Amblyderus werneri
- Conservation status: Critically Imperiled (NatureServe)

Scientific classification
- Kingdom: Animalia
- Phylum: Arthropoda
- Class: Insecta
- Order: Coleoptera
- Suborder: Polyphaga
- Infraorder: Cucujiformia
- Family: Anthicidae
- Genus: Amblyderus
- Species: A. werneri
- Binomial name: Amblyderus werneri Weissmann and Kondratieff, 1999

= Amblyderus werneri =

- Genus: Amblyderus
- Species: werneri
- Authority: Weissmann and Kondratieff, 1999
- Conservation status: G1

Species of beetle

Amblyderus werneri is a species of ant-like flower beetle in the family Anthicidae. It is an endemic beetle of Colorado, USA, that is only known from the Great Sand Dunes National Monument and in the nearby sand dune habitats in Alamosa and Saguache Counties. Common names for A. werneri are Werner's ant-like flower beetle and the Great Sand Dunes anthicid beetle. A. werneri is a small light yellow-brown to orange flightless beetle that inhabits dune habitats and is considered critically imperiled by NatureServe and "Under Conserved" by the Colorado Natural Heritage Program from Colorado State University. They are scavengers that feed on dead insects. They forage in debris pockets among the sand dunes and often allow the wind to blow them into these debris-filled depressions.

== Description ==
Adults of the species are from 3.0 to 3.9 mm in length. They are yellowish brown to orange and tend to be consistent in their colouration.

The head is triangular, and almost twice as wide as it is long. The eyes are large and oval. The head is a light yellowish brown to orange colour, with the posterior section of the head sometimes darker. The integument is indistinctly tuberculate over entire disc, with the exception of the median smooth line. The antenna is almost double the length of the head.

The prothorax is only marginally wider than the base of the head. The prothorax tapers posteriorly, with the base approximately half the width of the apex. The basal portion of the prothorax is cylindrical. The pronotum disc is tuberculated, with each tubercle having a matching puncture and decumbent seta posterior to it.
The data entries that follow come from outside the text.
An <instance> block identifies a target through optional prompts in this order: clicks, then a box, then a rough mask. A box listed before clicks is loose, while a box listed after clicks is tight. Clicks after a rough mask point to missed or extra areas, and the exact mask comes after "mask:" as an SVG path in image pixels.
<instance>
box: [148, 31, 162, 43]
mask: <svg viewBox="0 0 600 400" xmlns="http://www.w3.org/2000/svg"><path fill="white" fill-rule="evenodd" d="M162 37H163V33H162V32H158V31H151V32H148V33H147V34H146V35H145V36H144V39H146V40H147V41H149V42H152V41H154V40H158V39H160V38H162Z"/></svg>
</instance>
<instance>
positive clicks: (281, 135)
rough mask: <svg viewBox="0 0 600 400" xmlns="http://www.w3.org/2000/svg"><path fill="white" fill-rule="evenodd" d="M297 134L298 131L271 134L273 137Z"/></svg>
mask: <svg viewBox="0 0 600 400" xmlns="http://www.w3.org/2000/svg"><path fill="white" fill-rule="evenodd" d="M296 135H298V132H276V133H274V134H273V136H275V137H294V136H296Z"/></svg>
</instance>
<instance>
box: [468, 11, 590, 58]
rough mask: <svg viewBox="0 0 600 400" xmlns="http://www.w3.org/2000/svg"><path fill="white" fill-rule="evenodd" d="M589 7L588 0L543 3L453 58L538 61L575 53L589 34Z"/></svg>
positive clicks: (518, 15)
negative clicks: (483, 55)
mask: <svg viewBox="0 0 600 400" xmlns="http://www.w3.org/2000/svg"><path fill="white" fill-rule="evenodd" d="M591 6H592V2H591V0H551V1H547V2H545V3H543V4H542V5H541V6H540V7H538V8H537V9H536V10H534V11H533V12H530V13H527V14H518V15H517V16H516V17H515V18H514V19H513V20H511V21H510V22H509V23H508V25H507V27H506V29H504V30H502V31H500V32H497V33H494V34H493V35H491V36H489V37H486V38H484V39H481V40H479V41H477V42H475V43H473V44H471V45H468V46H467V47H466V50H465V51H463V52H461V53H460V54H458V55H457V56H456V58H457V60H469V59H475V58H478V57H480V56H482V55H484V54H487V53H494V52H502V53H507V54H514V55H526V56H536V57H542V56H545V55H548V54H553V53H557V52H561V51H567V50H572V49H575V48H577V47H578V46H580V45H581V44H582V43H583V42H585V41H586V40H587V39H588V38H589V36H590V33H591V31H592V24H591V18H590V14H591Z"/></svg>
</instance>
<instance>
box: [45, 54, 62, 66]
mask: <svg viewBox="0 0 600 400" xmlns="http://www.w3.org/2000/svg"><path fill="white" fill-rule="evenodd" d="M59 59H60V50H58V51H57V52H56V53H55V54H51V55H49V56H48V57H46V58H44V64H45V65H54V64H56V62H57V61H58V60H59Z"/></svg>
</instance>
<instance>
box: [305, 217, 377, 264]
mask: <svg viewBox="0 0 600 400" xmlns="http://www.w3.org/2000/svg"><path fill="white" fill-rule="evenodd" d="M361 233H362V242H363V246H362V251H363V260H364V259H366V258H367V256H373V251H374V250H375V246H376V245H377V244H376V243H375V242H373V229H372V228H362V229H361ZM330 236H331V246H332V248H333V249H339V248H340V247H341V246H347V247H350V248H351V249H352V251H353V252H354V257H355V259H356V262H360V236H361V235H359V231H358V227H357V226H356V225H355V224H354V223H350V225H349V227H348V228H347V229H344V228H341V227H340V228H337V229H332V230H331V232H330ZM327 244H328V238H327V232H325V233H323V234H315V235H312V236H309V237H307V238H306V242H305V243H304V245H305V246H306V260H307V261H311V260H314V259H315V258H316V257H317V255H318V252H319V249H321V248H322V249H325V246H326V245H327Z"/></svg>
The anterior section of the prothorax is finely tuberculate and is covered in white to silvery erect hairs that extends towards the heads on the dorsal surface. On the prosternum, there are longer hairs that extend laterally and ventrally. Overall, the prothorax is light yellowsish brown.
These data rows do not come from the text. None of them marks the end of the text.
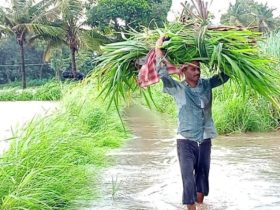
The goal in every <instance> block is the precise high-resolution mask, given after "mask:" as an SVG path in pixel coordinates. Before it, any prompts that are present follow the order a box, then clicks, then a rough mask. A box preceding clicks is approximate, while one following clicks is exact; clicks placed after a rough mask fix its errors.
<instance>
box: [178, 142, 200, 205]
mask: <svg viewBox="0 0 280 210" xmlns="http://www.w3.org/2000/svg"><path fill="white" fill-rule="evenodd" d="M177 152H178V159H179V164H180V169H181V175H182V181H183V199H182V200H183V204H184V205H187V207H188V209H189V210H194V209H195V201H196V186H195V177H194V173H193V172H194V167H195V165H196V160H197V156H198V145H197V143H196V142H192V141H190V140H184V139H177Z"/></svg>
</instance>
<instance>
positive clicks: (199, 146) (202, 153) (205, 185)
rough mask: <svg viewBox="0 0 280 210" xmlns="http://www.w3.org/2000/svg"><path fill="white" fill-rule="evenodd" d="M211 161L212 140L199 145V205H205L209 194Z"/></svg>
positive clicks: (197, 173)
mask: <svg viewBox="0 0 280 210" xmlns="http://www.w3.org/2000/svg"><path fill="white" fill-rule="evenodd" d="M210 159H211V139H205V140H204V142H203V143H201V144H200V145H199V157H198V164H197V167H196V171H195V179H196V191H197V200H196V201H197V203H203V200H204V196H207V195H208V193H209V170H210Z"/></svg>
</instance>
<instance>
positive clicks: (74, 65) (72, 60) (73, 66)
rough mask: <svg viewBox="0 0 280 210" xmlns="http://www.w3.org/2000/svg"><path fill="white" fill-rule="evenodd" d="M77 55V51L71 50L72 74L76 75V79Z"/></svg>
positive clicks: (75, 76)
mask: <svg viewBox="0 0 280 210" xmlns="http://www.w3.org/2000/svg"><path fill="white" fill-rule="evenodd" d="M75 53H76V50H75V49H73V48H71V61H72V73H73V75H74V78H75V77H76V73H77V66H76V56H75Z"/></svg>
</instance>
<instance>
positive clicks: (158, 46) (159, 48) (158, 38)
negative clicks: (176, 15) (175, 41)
mask: <svg viewBox="0 0 280 210" xmlns="http://www.w3.org/2000/svg"><path fill="white" fill-rule="evenodd" d="M164 39H165V37H164V36H161V37H159V38H158V40H157V41H156V48H157V49H160V48H161V47H162V44H163V42H164Z"/></svg>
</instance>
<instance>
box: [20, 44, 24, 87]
mask: <svg viewBox="0 0 280 210" xmlns="http://www.w3.org/2000/svg"><path fill="white" fill-rule="evenodd" d="M19 47H20V60H21V81H22V89H25V88H26V72H25V61H24V46H23V42H20V43H19Z"/></svg>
The elytra is suboval, with the length of the elytra almost double the size of its width. The width of the elytra is approximately 1/3 wider than the base part of the prothorax. The sides of the elytra are slightly convex and the widest at the anterior 1/3, where it then tapers gently posteriorly to a subtruncate apex. Integument is somewhat rugose slightly rugose and covered in decumbent short pubescence. The integument is darker with the anterior corners and medially usually lighter coloured.

The legs are lighter in colour than the abdomen and elytra, and is usually pale or yellow. In males, the distal portion of the anterior tibiae are only slightly sinuate.
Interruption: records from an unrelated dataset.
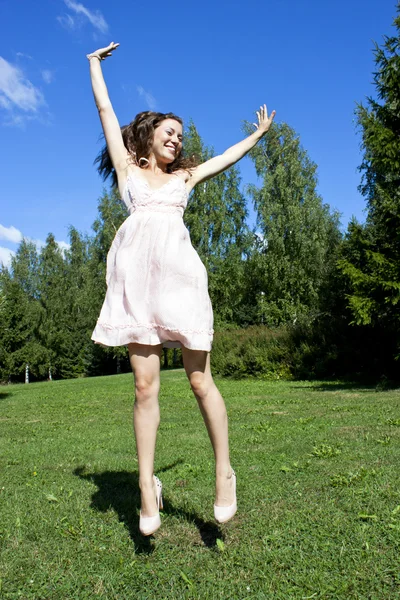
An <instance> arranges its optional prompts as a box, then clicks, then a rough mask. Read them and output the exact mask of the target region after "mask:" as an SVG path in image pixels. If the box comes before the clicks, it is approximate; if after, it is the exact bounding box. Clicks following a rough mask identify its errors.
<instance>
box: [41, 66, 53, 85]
mask: <svg viewBox="0 0 400 600" xmlns="http://www.w3.org/2000/svg"><path fill="white" fill-rule="evenodd" d="M42 78H43V81H44V82H45V83H51V82H52V81H53V79H54V73H53V71H50V69H43V70H42Z"/></svg>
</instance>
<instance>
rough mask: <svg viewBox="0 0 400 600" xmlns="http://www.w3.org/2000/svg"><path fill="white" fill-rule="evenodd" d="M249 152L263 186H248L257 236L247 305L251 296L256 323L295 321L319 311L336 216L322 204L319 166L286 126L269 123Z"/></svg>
mask: <svg viewBox="0 0 400 600" xmlns="http://www.w3.org/2000/svg"><path fill="white" fill-rule="evenodd" d="M246 131H247V132H248V133H250V131H252V129H251V126H250V125H249V124H247V125H246ZM250 156H251V158H252V159H253V161H254V164H255V168H256V173H257V175H258V176H259V177H260V178H262V180H263V181H262V186H261V188H257V187H256V186H254V185H252V186H249V191H250V195H251V197H252V199H253V202H254V207H255V209H256V212H257V226H258V229H259V234H258V236H255V237H254V241H253V252H252V255H251V257H250V259H249V261H248V268H247V273H248V276H249V286H248V291H249V294H250V297H249V299H248V303H249V305H250V304H251V300H252V299H253V307H255V308H254V312H253V318H254V319H258V322H259V321H260V320H261V322H264V323H265V324H268V325H279V324H280V323H285V322H294V321H295V320H296V319H297V318H298V317H299V316H301V315H305V314H307V315H310V314H316V313H317V312H318V311H319V310H320V299H321V292H322V289H323V287H324V286H325V285H326V283H327V281H328V280H329V278H330V275H331V273H332V270H333V269H334V264H335V263H334V255H335V249H336V248H337V245H338V243H339V241H340V232H339V217H338V214H337V213H333V214H332V213H331V212H330V210H329V206H328V205H326V204H323V203H322V199H321V197H320V196H319V195H318V193H317V191H316V188H317V177H316V171H317V165H316V164H315V163H313V162H312V161H311V160H310V158H309V157H308V155H307V152H306V151H305V150H304V148H302V146H301V144H300V141H299V138H298V136H297V135H296V133H295V132H294V130H293V129H292V128H291V127H289V125H287V124H286V123H282V124H273V125H272V127H271V129H270V130H269V132H268V134H267V135H266V136H264V137H263V138H262V140H261V141H260V142H259V143H258V144H257V146H255V147H254V148H253V149H252V151H251V152H250ZM249 313H251V310H249Z"/></svg>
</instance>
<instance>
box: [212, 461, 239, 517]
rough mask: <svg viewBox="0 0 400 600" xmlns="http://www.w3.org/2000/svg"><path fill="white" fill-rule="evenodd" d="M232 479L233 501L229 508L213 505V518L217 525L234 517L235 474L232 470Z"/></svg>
mask: <svg viewBox="0 0 400 600" xmlns="http://www.w3.org/2000/svg"><path fill="white" fill-rule="evenodd" d="M232 477H233V493H234V500H233V502H232V504H230V505H229V506H217V505H216V504H214V517H215V520H216V521H218V523H226V522H227V521H229V520H230V519H232V517H233V516H234V514H235V513H236V511H237V502H236V473H235V471H233V470H232Z"/></svg>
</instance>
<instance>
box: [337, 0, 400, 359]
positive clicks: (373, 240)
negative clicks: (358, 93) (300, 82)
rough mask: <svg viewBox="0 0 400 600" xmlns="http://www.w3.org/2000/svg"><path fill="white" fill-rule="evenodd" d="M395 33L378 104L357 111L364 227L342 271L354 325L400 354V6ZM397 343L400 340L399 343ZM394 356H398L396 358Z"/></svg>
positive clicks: (379, 83)
mask: <svg viewBox="0 0 400 600" xmlns="http://www.w3.org/2000/svg"><path fill="white" fill-rule="evenodd" d="M397 13H398V15H397V17H396V18H395V20H394V27H395V32H394V34H393V35H391V36H384V42H383V45H382V46H381V47H379V46H378V45H377V44H375V50H374V54H375V65H376V71H375V73H374V83H375V88H376V96H377V99H374V98H372V97H369V98H367V101H366V105H365V106H364V105H362V104H360V105H358V106H357V109H356V114H357V119H358V124H359V127H360V130H361V135H362V149H363V151H364V156H363V162H362V164H361V167H360V170H361V172H362V181H361V184H360V187H359V189H360V191H361V192H362V194H363V195H364V196H365V197H366V200H367V207H368V215H367V219H366V223H365V225H360V224H358V223H356V222H353V223H351V224H350V226H349V230H348V233H347V236H346V243H345V244H344V247H343V253H342V256H341V259H340V261H339V267H340V269H341V271H342V273H343V274H344V276H345V277H346V279H347V282H348V294H347V300H348V307H349V309H350V311H351V314H352V322H353V324H355V325H362V326H369V327H372V328H379V330H380V332H381V335H382V336H384V337H386V336H387V335H389V332H390V335H389V337H391V343H389V345H390V346H393V347H396V346H397V350H395V352H394V353H395V354H396V353H397V354H398V353H399V350H400V311H399V302H400V3H398V4H397ZM395 340H396V341H395ZM392 356H393V355H392Z"/></svg>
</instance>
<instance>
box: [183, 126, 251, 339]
mask: <svg viewBox="0 0 400 600" xmlns="http://www.w3.org/2000/svg"><path fill="white" fill-rule="evenodd" d="M185 152H186V153H187V154H189V155H191V154H195V155H197V156H198V157H199V159H200V160H201V161H202V162H204V161H206V160H208V159H209V158H211V157H212V156H213V155H214V152H213V149H212V148H209V147H207V146H206V145H205V144H204V143H203V141H202V139H201V137H200V135H199V133H198V131H197V129H196V127H195V125H194V123H193V122H191V123H189V126H188V129H187V131H186V132H185ZM240 182H241V179H240V176H239V170H238V168H237V167H231V168H230V169H228V170H227V171H225V172H224V173H221V174H220V175H218V176H217V177H214V178H212V179H210V180H208V181H206V182H204V183H202V184H199V185H197V186H196V187H195V188H194V190H193V192H192V193H191V195H190V199H189V202H188V207H187V209H186V212H185V223H186V225H187V227H188V229H189V232H190V237H191V241H192V244H193V246H194V247H195V248H196V250H197V252H198V253H199V256H200V258H201V259H202V261H203V262H204V264H205V266H206V269H207V272H208V277H209V292H210V297H211V301H212V304H213V309H214V318H215V323H216V326H217V327H218V326H220V325H223V324H225V323H232V322H238V320H239V313H240V304H241V299H242V295H243V281H244V262H243V256H244V253H245V252H246V251H247V248H248V243H249V233H248V227H247V224H246V217H247V208H246V200H245V198H244V196H243V194H242V193H241V191H240Z"/></svg>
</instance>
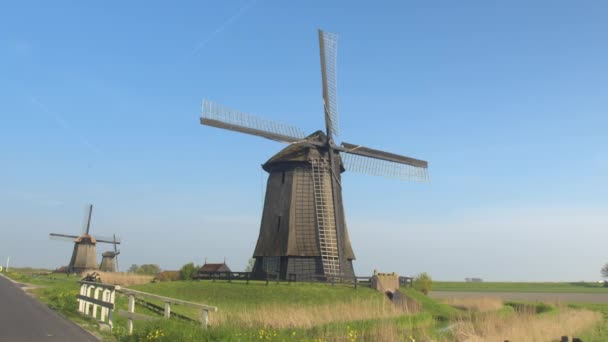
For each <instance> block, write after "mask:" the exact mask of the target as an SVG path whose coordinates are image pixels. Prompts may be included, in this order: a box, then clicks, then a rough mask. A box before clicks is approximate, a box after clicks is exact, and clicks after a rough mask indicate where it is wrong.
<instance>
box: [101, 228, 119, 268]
mask: <svg viewBox="0 0 608 342" xmlns="http://www.w3.org/2000/svg"><path fill="white" fill-rule="evenodd" d="M113 238H114V239H113V241H114V242H112V244H113V245H114V250H113V251H107V252H103V253H101V264H100V265H99V270H100V271H104V272H118V254H120V251H119V250H118V249H117V248H116V245H117V244H118V243H119V242H117V240H116V234H114V236H113Z"/></svg>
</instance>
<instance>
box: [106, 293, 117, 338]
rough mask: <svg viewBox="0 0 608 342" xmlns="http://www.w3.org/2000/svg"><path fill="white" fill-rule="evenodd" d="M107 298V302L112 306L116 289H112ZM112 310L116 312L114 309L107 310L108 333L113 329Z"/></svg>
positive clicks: (108, 293)
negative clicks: (108, 325)
mask: <svg viewBox="0 0 608 342" xmlns="http://www.w3.org/2000/svg"><path fill="white" fill-rule="evenodd" d="M108 297H109V298H108V299H109V300H108V301H109V302H110V303H112V304H114V300H115V299H116V288H114V289H112V290H111V291H110V293H108ZM114 310H116V308H114V309H109V310H108V311H109V312H110V313H109V314H108V324H109V325H110V331H112V329H113V328H114Z"/></svg>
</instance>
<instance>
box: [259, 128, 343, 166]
mask: <svg viewBox="0 0 608 342" xmlns="http://www.w3.org/2000/svg"><path fill="white" fill-rule="evenodd" d="M311 142H315V143H323V144H324V143H326V142H327V135H325V133H324V132H323V131H316V132H314V133H313V134H311V135H309V136H307V137H306V138H304V139H302V140H301V141H298V142H296V143H293V144H290V145H289V146H287V147H285V148H284V149H282V150H281V151H279V153H277V154H275V155H274V156H272V157H271V158H270V159H268V161H266V163H264V165H262V168H263V169H264V171H266V172H272V171H277V170H279V171H282V170H285V169H290V168H293V166H294V164H296V165H297V164H302V163H305V164H310V160H311V159H318V158H321V157H325V155H326V154H327V153H326V152H325V151H322V150H320V148H319V147H318V146H317V145H313V144H311ZM336 156H337V159H338V160H337V161H338V162H339V164H340V172H344V167H343V165H342V161H341V160H340V157H339V155H338V154H336Z"/></svg>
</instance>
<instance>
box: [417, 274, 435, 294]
mask: <svg viewBox="0 0 608 342" xmlns="http://www.w3.org/2000/svg"><path fill="white" fill-rule="evenodd" d="M432 287H433V279H432V278H431V276H430V275H428V273H426V272H423V273H420V274H419V275H418V276H417V277H416V279H414V288H415V289H416V290H418V291H420V292H422V293H424V294H425V295H428V294H429V292H431V288H432Z"/></svg>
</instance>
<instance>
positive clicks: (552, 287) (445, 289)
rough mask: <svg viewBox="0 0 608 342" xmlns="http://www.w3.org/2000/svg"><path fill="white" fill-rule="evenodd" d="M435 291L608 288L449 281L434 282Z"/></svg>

The abdominal integument is dark and covered with dense recumbent hairs. For most individuals, the last tergite of the abdomen only extends slightly beyond the apex of the elytra.

== Distribution ==
A. werneri thus far has only been observed in Great Sand Dunes National Monument and in the surrounding counties, Alamosa and Saguache, in similar dune habitats in Colorado, USA.

== Habitat ==
The adults are typically found in early summer in the peripheral habitats around the central dune area. They can often be found alongside Amblyderus pallens. The preferred habitat are dunes with sparse vegetation.

== Observation methods ==
Specimens have been collected at a mercury vapour lamp, but it is unknown whether the lamp attracted the beetles or the placement of the trap on the top of a dune ridge was in their preferred roosting habitat. They have also been collected via pit fall traps.

== Etymology ==
A. werneri was named after Floyd G. Werner, an entomologist that dedicated much of his efforts on the Anthicidae beetles and first discovered that this species was undescribed by science.

== Similar species ==
Amblyderus werneri is similar in appearance to A. triplehorni and A. pallens and all three species may be found at the Great Sand Dunes National Monument.

A. triplehorni is larger than A. werneri at 4.5 to 6.1 mm in length. In addition, the head and vertex is granulated and the pronotal disc is strongly convex for A. triplehorni, while the vertex and pronotum in A. werneri is smoothly rugose and the pronotal disc is shallowly convex. For A. pallens, it has appressed setae on lateral margins of prontum and elytra, while A. werneri has setae that are 0.15-0.20 mm long that are erect to suberect on the lateral margins of the pronotum and elytra.